Mesa 10.0 Is Declared: OpenGL 3.2 Comes For Intel Linux

Written by Michael Larabel in Mesa on 11 October 2013 at 08:23 AM EDT. 56 Comments
MESA
The core Mesa library and Intel's open-source DRI Mesa driver is now in full compliance with the OpenGL 3.2 specification with GLSL 1.50. As a result, the Mesa version for the next release is being bumped from Mesa 9.3 to Mesa 10.0, as has been expected to be the case for some weeks now. Ahead of the Mesa 10.0 release planned for November, the Intel driver might also reach compliance with OpenGL 3.3 too.

It's taken a long time to reach OpenGL 3.2 compliance -- Mesa 9.0 with OpenGL 3.1 support came last year. The OpenGL 3.2 specification itself has been out since August of 2009, thus taking Mesa four years to implement as it also took quite a while in reaching OpenGL 3.0 and 3.1 compatibility. OpenGL 3.2 introduced geometry shaders, synchronization primitives, a new multi-sample texture type, and various other new extensions were added to the OpenGL Core Profile.

Meanwhile, the latest upstream Khronos Group specification is OpenGL 4.4. The binary AMD and NVIDIA drivers are capable of OpenGL 4.4 but the open-source drivers are not. The open-source Intel Mesa driver is best conditioned as there's dozens of Open-Source Technology Center employees working on the code and advancing Mesa's GL/GLSL support. The open-source Radeon and Nouveau drivers are still limited to OpenGL 3.1 (or 2.1~3.0 for the Radeon Southern Islands driver and similar for the LLVMpipe driver) and bits of various other GL extensions and GLSL functionality. These other drivers will catch-up in due time.

The last bit that it took Mesa and the Intel driver to support OpenGL 3.2 and GL Shading Language 1.50 was GLSL and Geometry Shaders work. The main item left before reaching OpenGL 3.3 compliance is test-cases for verifying the new GL/GLSL features. For OpenGL 4.x support, there's still a lot of work left as shown by the status table. OpenGL 4.3~4.4 support is not likely for Mesa until 2015 at the earliest.

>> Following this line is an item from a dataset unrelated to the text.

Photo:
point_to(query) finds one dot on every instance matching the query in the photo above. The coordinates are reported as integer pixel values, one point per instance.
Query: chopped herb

Mesa 10.0 should be a very exciting release since besides the new OpenGL 3.2 compatibility there's also new hardware enablement, hardware support improvements, new Gallium3D functionality, performance improvements, and much more. You can see some recent open-source Mesa benchmarks from our 16-way Linux graphics card comparison.

Confirmation of Mesa OpenGL 3.2 support was made via the Mesa-dev mailing list.

Some related reading that's worthwhile includes the history of Mesa over 20 years and the current state of Mesa as of September at XDC2013.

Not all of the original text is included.